Hyperliquid (HYPE), Aerodrome (AERO), and Jupiter (JUP) have become three of the most important DeFi tokens to watch this month. One is showing strong momentum, while the other two are dealing with warning signs that could shape their performance through the rest of June.
Hyperliquid Leads DeFi Gains as HYPE Jumps More Than 50%
Hyperliquid has become one of the strongest DeFi performers heading into June. The protocol’s native token, HYPE, is up roughly 17% over the past seven days and more than 50% over the past month. Even after a short-term pullback of around 8% in 24 hours, the broader trend remains strong.
Whale activity helps explain the rally. Fresh wallets reportedly added about $24.4 million worth of HYPE, moving at more than three times their normal pace. At the same time, around $2.5 million in HYPE left exchanges, which often suggests that holders are moving tokens into long-term storage instead of preparing to sell.
Hyperliquid’s fundamentals also support the bullish setup. The protocol’s total value locked increased from about $5.52 billion in late May to nearly $5.88 billion, showing that more capital is entering the ecosystem.
Some large holders have taken profits, including Arthur Hayes, while whales trimmed roughly $2.7 million. However, with TVL still rising, the selling looks more like profit-taking during a strong run than a clear sign of weakness.
Aerodrome Faces Pressure as AERO Falls and TVL Declines
Aerodrome, the largest decentralized exchange on Base, is showing the opposite trend. Its native token, AERO, dropped nearly 7% in one day and is down more than 22% over the past month.
The whale picture is mixed. Fresh wallets added around $17.3 million worth of AERO, but that pace remains below normal levels. Meanwhile, profitable holders trimmed positions, and rising exchange deposits suggest that more selling pressure could be ahead.
The weakness is also visible in Aerodrome’s liquidity data. The protocol’s total value locked has dropped from around $501 million in January to about $312 million now. That decline shows that capital has been leaving the platform for several months.
Aerodrome also faces questions around sustainability. Annualized incentives are estimated near $165 million, while revenue is closer to $52 million. When a protocol pays out far more in rewards than it earns in revenue, investors often begin to question whether its growth can last without constant incentives.
Jupiter’s JUP Token Drops as JLP Outflows Raise Concerns
Jupiter is a more complicated case. The Solana-based DeFi protocol is still growing, but its token market is showing stress. JUP, Jupiter’s governance token, dropped around 15% in 24 hours, even as the protocol’s total value locked rose from about $2.34 billion in April to roughly $2.51 billion.
That growth is notable because Jupiter has achieved it without heavy incentive spending. However, the main concern is focused on JLP, a separate Jupiter token connected to the platform’s perpetual futures liquidity pool.

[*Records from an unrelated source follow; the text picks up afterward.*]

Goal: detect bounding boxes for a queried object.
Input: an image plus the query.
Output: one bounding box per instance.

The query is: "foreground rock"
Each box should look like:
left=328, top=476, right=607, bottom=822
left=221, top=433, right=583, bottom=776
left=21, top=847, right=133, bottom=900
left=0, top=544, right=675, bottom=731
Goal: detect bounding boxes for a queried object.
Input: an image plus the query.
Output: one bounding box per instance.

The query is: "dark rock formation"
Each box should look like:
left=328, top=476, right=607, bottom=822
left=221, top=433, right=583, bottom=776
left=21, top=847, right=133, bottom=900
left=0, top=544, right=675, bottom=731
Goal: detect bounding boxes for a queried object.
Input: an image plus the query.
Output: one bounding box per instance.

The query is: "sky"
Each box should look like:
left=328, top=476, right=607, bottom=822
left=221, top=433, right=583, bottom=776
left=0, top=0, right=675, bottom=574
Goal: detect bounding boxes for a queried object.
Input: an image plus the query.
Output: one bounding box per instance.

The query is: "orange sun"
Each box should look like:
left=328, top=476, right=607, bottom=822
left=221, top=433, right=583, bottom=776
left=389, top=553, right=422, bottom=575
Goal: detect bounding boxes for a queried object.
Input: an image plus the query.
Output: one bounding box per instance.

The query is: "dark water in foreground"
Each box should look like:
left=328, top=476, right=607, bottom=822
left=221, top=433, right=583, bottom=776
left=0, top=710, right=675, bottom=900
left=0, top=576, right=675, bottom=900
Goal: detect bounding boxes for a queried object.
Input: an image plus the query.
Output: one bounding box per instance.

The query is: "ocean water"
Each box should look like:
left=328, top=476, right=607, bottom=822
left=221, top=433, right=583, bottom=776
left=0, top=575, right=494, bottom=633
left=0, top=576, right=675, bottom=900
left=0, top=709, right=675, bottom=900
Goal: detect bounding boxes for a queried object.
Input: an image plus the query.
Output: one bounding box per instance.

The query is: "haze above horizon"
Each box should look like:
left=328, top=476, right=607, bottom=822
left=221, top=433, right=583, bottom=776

JLP holders deposit a basket of assets into Jupiter Perps and act as liquidity providers for leveraged traders. In exchange, they receive a share of trading fees, but they also absorb market risk from the pool.
Recent whale data shows that large holders exited JLP at nearly 15 times their normal pace, with part of a reported $24.9 million moving to exchanges. This suggests that major investors are reducing exposure to Jupiter’s perps liquidity engine.
The connection between JLP and JUP matters. JLP supports the liquidity behind Jupiter Perps, while JUP is tied to the broader value of the Jupiter ecosystem and the fees it generates. If liquidity continues to leave JLP, Jupiter’s fee engine could weaken, which may add more pressure on JUP.
What These DeFi Tokens Signal for June
The different performances of HYPE, AERO, and JUP show how selective the DeFi market has become. Investors are rewarding protocols with rising TVL, strong whale accumulation, and growing activity. At the same time, projects with falling liquidity, heavy incentives, or weakening fee engines are facing sharper scrutiny.
Hyperliquid currently stands out as the strongest of the three, supported by whale inflows and growing TVL. Aerodrome remains under pressure from declining liquidity and incentive concerns. Jupiter still has healthy protocol growth, but the heavy JLP outflows could become a warning sign if they continue.
As June continues, whale behavior, exchange flows, and TVL trends will likely determine whether these DeFi tokens recover, consolidate, or face deeper losses.